Hermann: „Ich schreibe am eigenen Leben entlang“
Moderator Schärf nennt den Band „eine Suchbewegung“ und Hermann stimmt zu. Aus dem Text liest sie diesen Satz: „Ich schreibe am eigenen Leben entlang.“ Eigentlich, lächelt sie, wollte sie gar nicht viel preisgeben von ihrer Arbeitsweise: „Ich gebe vor, etwas über mein Schreiben zu sagen, tue das aber nicht wirklich.“ Stattdessen habe sie Zuhörer und Leser abgelenkt durch private Geschichten.

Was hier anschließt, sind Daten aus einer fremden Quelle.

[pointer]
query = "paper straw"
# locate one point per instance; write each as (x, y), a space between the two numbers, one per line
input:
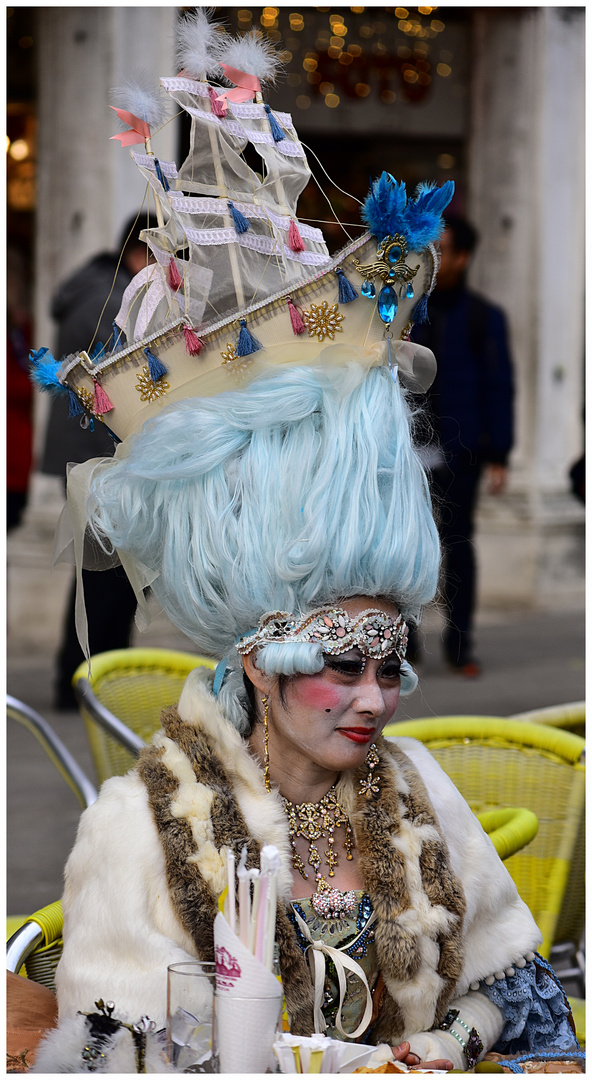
(263, 915)
(231, 895)
(314, 1061)
(270, 864)
(254, 876)
(244, 899)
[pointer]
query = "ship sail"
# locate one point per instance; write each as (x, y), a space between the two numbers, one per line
(224, 267)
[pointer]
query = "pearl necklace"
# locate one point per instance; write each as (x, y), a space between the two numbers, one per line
(313, 821)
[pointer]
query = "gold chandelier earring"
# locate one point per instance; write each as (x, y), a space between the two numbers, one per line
(265, 703)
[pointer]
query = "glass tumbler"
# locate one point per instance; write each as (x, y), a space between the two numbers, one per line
(190, 1015)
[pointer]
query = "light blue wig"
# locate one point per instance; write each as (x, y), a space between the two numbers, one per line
(299, 490)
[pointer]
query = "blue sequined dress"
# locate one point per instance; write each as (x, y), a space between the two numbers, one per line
(532, 1000)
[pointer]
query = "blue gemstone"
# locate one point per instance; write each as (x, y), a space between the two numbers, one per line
(388, 304)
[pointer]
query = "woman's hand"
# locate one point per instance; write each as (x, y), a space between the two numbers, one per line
(402, 1053)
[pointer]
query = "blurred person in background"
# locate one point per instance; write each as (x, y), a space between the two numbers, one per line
(84, 308)
(470, 428)
(18, 388)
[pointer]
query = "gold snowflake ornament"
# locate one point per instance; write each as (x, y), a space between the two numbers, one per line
(323, 320)
(234, 363)
(148, 390)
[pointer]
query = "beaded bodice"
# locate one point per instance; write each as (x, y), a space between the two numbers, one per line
(349, 934)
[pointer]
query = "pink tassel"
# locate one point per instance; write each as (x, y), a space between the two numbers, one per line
(218, 108)
(297, 323)
(175, 279)
(295, 239)
(102, 403)
(192, 342)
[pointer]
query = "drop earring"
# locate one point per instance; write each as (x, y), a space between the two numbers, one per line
(266, 744)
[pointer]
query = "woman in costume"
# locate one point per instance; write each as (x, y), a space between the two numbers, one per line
(286, 527)
(291, 528)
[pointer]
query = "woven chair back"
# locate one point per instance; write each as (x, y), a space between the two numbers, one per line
(500, 763)
(135, 685)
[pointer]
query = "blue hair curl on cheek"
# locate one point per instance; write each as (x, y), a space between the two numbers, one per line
(408, 678)
(290, 658)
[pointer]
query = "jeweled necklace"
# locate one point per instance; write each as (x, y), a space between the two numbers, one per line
(313, 821)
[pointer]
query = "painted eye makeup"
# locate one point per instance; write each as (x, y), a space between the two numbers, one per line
(354, 666)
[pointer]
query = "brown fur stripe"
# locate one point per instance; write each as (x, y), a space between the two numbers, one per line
(229, 831)
(190, 896)
(376, 820)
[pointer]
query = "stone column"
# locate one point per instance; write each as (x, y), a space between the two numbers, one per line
(88, 187)
(527, 200)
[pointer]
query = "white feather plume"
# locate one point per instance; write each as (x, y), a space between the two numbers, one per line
(199, 44)
(254, 54)
(140, 95)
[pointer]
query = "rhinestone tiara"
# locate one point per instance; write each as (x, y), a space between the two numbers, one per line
(373, 632)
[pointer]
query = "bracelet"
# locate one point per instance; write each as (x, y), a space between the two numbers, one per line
(472, 1047)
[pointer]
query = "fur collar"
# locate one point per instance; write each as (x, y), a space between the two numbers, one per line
(207, 794)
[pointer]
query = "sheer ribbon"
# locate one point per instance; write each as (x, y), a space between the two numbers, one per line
(342, 962)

Aber auch hier gilt: „Ich habe mehr Dinge verborgen als offenbart.“
Und darum dreht sich auch ein großer Teil des Bühnengesprächs in der Kaue: Was in dem Buch ist Fiktion und was ist nicht erfunden? Mit dieser Frage spielen Judith Hermanns Bücher sehr subtil, geben vor, Erlebtes wiederzugeben, sind vielleicht aber auch nur erfunden. Fantasie oder Autobiografie? Die Autorin weiß: „während der Vorlesungen haben die Studenten vor allem die Namen der Protagonisten gegoogelt.“ Sie wollten wissen, ob es den Psychoanalytiker Dr. Dreehüs wirklich gibt und ob seine Stammkneipe tatsächlich so wie im Buch heißt.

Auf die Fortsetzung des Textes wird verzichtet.